Skip to main content

Async-native rate limiting for Python — token bucket, fixed window, and sliding window algorithms with in-memory and Redis backends

Project description

rate-limiter

CI Python 3.11+ License: MIT

A pluggable, async-native rate-limiting library for Python.
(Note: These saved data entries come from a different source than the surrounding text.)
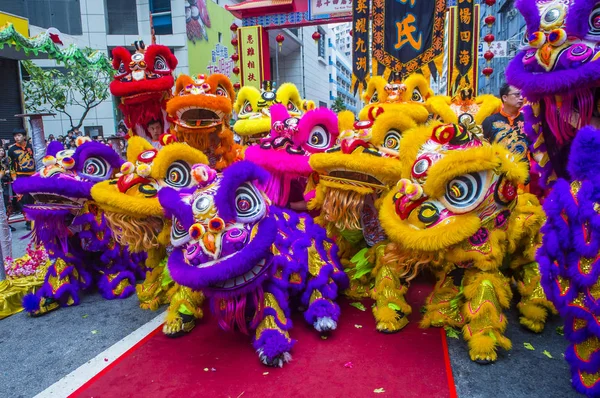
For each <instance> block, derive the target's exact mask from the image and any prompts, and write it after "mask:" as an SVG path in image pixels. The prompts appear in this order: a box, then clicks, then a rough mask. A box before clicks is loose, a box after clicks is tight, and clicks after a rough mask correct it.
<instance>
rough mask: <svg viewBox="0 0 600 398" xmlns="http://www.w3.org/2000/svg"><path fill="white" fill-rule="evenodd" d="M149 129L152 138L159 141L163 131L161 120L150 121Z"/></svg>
mask: <svg viewBox="0 0 600 398" xmlns="http://www.w3.org/2000/svg"><path fill="white" fill-rule="evenodd" d="M147 129H148V134H149V135H150V138H152V140H154V141H158V138H159V137H160V135H161V134H162V133H163V130H162V123H161V122H160V120H152V121H151V122H150V123H148V127H147Z"/></svg>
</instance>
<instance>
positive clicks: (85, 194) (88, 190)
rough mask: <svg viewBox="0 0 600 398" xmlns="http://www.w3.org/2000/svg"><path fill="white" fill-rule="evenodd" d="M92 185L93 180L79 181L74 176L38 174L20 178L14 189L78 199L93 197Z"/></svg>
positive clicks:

Supports token bucket, fixed window, and sliding window log algorithms across in-memory and Redis backends, with a drop-in ASGI middleware for FastAPI/Starlette.

Features

  • 3 algorithms — fixed window, sliding window log, token bucket — selectable at construction time
  • 2 backends — in-memory (single-process, ~70k ops/s) and Redis (distributed, ~27k ops/s via atomic Lua scripts)
  • ASGI middleware — drop into any FastAPI/Starlette app with X-RateLimit-* headers, 429 responses, and Retry-After
  • Async-native — built on asyncio and redis-py async; no blocking calls
  • Bring-your-own Redis — the caller owns the redis.asyncio.Redis instance and its lifecycle
  • Configurable failure policy — fail-open (favour availability) or fail-closed (favour safety)
  • Fully typed — Pydantic models, mypy-clean

Algorithm trade-offs

Algorithm Accuracy Redis memory Redis ops Best for
Fixed window Can allow 2x burst at window boundaries O(1) — 64 B/key INCR + EXPIRE Simple rate caps where boundary bursts are acceptable
Sliding window log Exact — no boundary bursts O(N) — grows with max_requests ZADD + ZREMRANGEBYSCORE + ZCARD Strict per-client fairness
Token bucket Smooth — allows controlled bursts up to bucket capacity O(1) — 141 B/key HGET + HSET + TIME APIs that want to allow short bursts while enforcing an average rate

Quick start

Installation

pip install async-rate-limiter

In-memory rate limiting

import asyncio
from rate_limiter import RateLimiterOrchestrator, AlgorithmType, RateLimiterType

limiter = RateLimiterOrchestrator(
    rate_limiter_type=RateLimiterType.IN_MEMORY,
    algorithm_type=AlgorithmType.TOKEN_BUCKET,
    max_requests=100,       # 100 requests
    time_window=60,         # per 60-second window
)

async def main():
    response = await limiter.get_response(uId="user-123")
    print(response.allowed)             # True
    print(response.remaining_requests)  # 99
    print(response.reset_time)          # seconds until the bucket refills

asyncio.run(main())

Distributed rate limiting with Redis

from redis.asyncio import Redis

redis_client = Redis(host="localhost", port=6379, decode_responses=True)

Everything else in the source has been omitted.